Check Lines 431 - 432: E.g., Sentence beginning ”Compare to…”.
Author Response
Please see the attachment
Author Response File: Author Response.pdf
Reviewer 3 Report
Comments and Suggestions for AuthorsThe paper reviews the phenotypes of diffuse axonal injury following traumatic brain injury. Classical biomarkers including APP, α-spectrin, and neurofilaments are systematically reviewed. Besides, the study team speaks highly of the sodium channel in Ranvier nodes as a new biomarker for axonal injury. They propose to find more characterization of TAI to elucidate the progress of axonal injury, which may shed light on the intervention in different TAI phases. Here, I have a question. Line 270: Does the axonal bulb mean retraction ball?

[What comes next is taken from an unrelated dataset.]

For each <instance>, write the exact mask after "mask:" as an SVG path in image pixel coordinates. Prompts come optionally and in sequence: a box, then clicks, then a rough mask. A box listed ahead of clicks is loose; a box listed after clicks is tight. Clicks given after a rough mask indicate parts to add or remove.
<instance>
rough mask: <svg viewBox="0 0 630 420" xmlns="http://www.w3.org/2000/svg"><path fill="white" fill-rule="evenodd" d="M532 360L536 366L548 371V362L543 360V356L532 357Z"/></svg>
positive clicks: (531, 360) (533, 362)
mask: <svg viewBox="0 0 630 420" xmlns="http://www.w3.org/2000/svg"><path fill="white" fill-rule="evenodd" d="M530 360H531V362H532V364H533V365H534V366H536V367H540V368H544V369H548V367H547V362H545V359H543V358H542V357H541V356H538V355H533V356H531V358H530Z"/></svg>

Overall, the review is great and contains updated information on TAI.
Author Response
The paper reviews the phenotypes of diffuse axonal injury following traumatic brain injury. Classical biomarkers including APP, α-spectrin, and neurofilaments are systematically reviewed. Besides, the study team speaks highly of the sodium channel in Ranvier nodes as a new biomarker for axonal injury. They propose to find more characterization of TAI to elucidate the progress of axonal injury, which may shed light on the intervention in different TAI phases. Here, I have a question. Line 270: Does the axonal bulb mean retraction ball?
Following axonal disconnection, the subsequent retraction of the axonal segment and accumulation of axonally transported organelles and proteins forms a retraction ball (or bulb).
Here we are referring more generally to the accumulation of axonally transported material and subsequent axonal swelling as axonal bulbs, as standard light microscopy techniques cannot assess whether this is a terminal (or retraction) bulb relating to axonal disconnection or a potentially reversible form of pathology in an intact axon.